At the lowest stage of America’s fortunes in early 1984 a Vietnam-style war seemed in process of exploding right across the threshold of America’s southern backdoor. It looked like being a war that the United States would lose and that communist Cuba and Sandinista Nicaragua would win, although Cuba’s and Nicaragua’s own economic experiments were proving an unmitigated disaster for all their peoples. It was a war that started in El Salvador, but then spread also to the four other non-communist countries of Central America — militarist Guatemala and Honduras, troubled Panama, even democratic Costa Rica.
The crisis was made suddenly worse because it seemed that America’s ally, Christian Democrat Venezuela, was going to become embroiled in war with Cuba-leaning Guyana; and there were absurd dangers that all of the important countries of the Caribbean (Trinidad-Tobago, anti-colonialist Grenada, Jamaica) might find themselves to some degree on Guyana’s side.
The crisis was averted in the most unexpected manner; partly because the United States engaged in eyeball-to-eyeball confrontation with Cuba, but also because Venezuela (at first to America’s horror) went Social-Democratic in December of 1983. Thereafter a Venezuelan-Mexican alliance became an important stabilizing force in the region, and in the nick of time brought peace and compromise to it.
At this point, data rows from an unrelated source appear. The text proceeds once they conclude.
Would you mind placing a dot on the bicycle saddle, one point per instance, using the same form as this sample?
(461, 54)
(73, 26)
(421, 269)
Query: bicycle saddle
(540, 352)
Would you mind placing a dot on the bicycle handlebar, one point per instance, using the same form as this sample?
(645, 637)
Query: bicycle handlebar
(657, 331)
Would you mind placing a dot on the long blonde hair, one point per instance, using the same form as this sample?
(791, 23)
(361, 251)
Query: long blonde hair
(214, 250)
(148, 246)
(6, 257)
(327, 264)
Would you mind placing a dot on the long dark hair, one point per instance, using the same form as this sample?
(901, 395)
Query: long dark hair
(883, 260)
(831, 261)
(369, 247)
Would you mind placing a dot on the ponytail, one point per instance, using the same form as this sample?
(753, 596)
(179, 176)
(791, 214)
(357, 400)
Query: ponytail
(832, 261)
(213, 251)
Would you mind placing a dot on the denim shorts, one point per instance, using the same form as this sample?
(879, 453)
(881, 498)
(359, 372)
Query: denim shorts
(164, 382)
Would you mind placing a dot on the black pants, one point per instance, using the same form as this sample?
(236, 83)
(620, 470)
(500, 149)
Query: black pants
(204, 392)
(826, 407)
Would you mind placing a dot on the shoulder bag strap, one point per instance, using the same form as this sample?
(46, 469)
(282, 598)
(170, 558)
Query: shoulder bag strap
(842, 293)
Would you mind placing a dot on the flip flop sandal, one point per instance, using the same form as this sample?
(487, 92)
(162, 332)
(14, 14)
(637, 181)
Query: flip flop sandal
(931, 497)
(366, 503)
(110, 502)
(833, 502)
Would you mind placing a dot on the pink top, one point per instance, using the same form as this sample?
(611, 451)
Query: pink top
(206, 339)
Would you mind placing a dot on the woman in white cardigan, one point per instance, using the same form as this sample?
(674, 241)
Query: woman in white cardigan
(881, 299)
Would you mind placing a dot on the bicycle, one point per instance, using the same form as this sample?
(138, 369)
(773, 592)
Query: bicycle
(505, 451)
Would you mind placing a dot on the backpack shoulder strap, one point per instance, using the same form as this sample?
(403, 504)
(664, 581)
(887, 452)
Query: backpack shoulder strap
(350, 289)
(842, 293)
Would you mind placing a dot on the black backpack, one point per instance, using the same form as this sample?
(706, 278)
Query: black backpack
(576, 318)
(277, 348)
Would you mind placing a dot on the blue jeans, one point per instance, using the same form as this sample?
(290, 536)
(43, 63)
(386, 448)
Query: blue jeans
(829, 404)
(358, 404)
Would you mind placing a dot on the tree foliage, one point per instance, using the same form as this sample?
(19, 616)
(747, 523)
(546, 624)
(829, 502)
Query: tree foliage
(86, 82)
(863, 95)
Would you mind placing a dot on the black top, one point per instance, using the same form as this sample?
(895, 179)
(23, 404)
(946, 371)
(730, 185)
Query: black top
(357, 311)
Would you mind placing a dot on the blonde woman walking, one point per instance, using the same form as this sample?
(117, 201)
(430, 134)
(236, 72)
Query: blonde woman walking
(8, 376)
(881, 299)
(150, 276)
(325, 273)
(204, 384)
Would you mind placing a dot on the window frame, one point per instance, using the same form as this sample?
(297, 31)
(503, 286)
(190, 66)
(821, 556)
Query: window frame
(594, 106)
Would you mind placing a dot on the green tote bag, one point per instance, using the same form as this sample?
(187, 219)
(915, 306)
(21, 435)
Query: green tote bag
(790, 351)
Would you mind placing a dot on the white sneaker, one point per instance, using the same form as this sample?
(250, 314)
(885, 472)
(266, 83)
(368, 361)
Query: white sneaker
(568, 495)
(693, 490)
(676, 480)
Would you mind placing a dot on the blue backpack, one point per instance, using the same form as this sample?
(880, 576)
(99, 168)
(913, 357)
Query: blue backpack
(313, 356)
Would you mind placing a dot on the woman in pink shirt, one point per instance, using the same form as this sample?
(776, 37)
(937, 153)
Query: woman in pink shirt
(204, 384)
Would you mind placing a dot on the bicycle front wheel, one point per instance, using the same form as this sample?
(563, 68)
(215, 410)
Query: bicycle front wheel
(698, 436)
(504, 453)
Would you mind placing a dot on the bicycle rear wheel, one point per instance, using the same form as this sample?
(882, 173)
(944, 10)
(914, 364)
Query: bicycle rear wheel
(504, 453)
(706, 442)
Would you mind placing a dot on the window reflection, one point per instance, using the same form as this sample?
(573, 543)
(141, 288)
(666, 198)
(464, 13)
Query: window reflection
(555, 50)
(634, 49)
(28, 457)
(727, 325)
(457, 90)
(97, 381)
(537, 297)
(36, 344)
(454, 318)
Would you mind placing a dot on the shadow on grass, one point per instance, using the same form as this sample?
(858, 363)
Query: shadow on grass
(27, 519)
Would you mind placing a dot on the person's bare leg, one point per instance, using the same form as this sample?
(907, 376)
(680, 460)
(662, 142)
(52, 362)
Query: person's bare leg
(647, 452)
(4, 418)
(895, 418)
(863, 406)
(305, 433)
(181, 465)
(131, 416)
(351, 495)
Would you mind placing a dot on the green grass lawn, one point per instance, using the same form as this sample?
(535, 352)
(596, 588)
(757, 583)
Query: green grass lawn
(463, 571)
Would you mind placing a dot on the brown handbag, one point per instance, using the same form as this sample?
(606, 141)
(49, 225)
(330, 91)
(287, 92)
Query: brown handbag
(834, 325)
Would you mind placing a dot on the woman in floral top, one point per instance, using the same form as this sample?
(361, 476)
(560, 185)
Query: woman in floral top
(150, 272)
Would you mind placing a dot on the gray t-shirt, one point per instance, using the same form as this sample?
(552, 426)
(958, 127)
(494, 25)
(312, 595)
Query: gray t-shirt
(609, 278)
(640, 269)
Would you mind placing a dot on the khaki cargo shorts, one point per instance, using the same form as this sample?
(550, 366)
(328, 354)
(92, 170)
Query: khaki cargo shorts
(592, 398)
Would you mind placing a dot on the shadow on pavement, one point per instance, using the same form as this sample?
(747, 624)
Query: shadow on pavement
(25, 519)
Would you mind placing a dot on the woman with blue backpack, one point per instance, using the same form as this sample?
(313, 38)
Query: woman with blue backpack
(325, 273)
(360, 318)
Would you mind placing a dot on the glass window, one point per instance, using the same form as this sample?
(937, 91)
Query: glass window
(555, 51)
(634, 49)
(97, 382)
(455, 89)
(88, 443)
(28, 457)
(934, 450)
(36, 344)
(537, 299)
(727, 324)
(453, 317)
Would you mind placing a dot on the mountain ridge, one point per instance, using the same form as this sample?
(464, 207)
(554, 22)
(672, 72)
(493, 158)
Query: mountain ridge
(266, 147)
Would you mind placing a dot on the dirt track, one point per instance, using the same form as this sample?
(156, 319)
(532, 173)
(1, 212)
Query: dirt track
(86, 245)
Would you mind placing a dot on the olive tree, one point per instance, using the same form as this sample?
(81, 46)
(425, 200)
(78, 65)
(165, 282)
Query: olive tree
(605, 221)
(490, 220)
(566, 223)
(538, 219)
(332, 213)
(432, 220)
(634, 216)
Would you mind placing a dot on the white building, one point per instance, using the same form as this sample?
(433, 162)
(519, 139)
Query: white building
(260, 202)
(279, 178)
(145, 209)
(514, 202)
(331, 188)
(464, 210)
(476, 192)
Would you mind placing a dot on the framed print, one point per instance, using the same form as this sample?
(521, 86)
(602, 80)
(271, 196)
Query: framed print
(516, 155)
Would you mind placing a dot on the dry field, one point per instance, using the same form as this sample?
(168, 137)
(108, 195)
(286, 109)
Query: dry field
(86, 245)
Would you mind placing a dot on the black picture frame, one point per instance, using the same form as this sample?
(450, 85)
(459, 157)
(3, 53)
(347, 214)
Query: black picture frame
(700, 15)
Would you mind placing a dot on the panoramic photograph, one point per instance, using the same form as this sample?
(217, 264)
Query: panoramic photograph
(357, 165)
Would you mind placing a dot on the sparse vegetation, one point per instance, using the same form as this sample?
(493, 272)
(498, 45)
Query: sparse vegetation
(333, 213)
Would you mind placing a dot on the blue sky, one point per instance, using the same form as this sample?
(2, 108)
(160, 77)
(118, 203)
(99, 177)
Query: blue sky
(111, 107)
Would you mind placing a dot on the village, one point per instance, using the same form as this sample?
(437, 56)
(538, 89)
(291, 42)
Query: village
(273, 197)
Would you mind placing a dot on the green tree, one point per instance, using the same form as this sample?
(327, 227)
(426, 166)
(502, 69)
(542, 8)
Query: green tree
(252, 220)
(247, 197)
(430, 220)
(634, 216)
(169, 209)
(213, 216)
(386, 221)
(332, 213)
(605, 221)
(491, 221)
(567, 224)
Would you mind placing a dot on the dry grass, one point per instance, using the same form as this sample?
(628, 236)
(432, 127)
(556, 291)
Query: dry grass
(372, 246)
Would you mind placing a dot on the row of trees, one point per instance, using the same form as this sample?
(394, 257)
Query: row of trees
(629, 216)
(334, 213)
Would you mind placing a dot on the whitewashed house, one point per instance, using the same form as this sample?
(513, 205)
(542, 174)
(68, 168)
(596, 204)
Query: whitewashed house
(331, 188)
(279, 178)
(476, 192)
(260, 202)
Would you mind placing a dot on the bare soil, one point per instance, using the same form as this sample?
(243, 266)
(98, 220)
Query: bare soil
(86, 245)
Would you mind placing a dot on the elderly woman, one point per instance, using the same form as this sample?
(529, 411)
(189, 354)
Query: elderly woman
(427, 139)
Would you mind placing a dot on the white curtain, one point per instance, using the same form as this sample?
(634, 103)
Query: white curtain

If it had not, if at this juncture the Caribbean had become a Soviet lake and Central America a Soviet base area, the Western Alliance would almost certainly have gone down in the Third World War.
For all elephants that need to tread delicately in this post-war world, possibly as dangerous and unstable now in 1987 as at any time in living memory, the story carries disturbing lessons. It also carries a message of hope.
As the decade of the 1980s opened, the forces of change in Central America were not all revolutionary or Cuban-supported. There were also moderates and reformists trying both to stop the revolutionary tide and to implement reform in countries that had for generations been oppressed by too few rich families and too many soldiers, and where there were some of the lowest per capita incomes in the world.
To the left of centre among these moderate reformists was the Socialist International, closely related to the social democratic parties in Venezuela, Costa Rica and Mexico, and influential with groups in El Salvador. It had at one time also been influential with the rulers of Nicaragua, but Sandinista Nicaragua was slipping under communist control. To the right of centre was the Organizacion Democrata Cristiana de America (ODCA), presided over by a Venezuelan (Aristides Calvani) and influential with President Duarte of El Salvador and with several political parties in the Caribbean.
The Cubans and Soviets decided to try to cause trouble for ODCA (ie, El Salvador and Venezuela) first.
Already in 198 °Cuba’s leaders had held a secret meeting with Central American Marxist leaders up country in Nicaragua, to discuss their intended polarization of the region. They could by then celebrate a considerable triumph.
This triumph had been the military victory of the Sandinista movement in Nicaragua, and the overthrow of the Somoza dynasty.
The United States was completely isolated in its last lukewarm attempt to preserve ‘Somocism without Somoza’. The importance of this event was threefold and to the United States Administration deeply unsettling. It showed that a guerrilla movement in Central America could fight successfully against a US trained, politically demoralized army like Somoza’s National Guard. It brought to power a mainland government in a Central American country that had a strong pro-Cuban faction in its midst. The Sandinistas in Nicaragua, until they turned almost entirely communist, clearly enjoyed wide popular support.
At the 1980 meeting in Nicaragua of rising Marxists the voice was that of Fidel Castro, but the hand belonged to the Soviet Union’s President Brezhnev, who was already propping up Cuba’s ineffective economy to the tune of forty million dollars a week. The Soviets had become attracted during 1980 by the possibility of drawing the United States into a deep trap just outside its southern backdoor, where it could flounder ineffectually while critical events beyond its control unrolled elsewhere.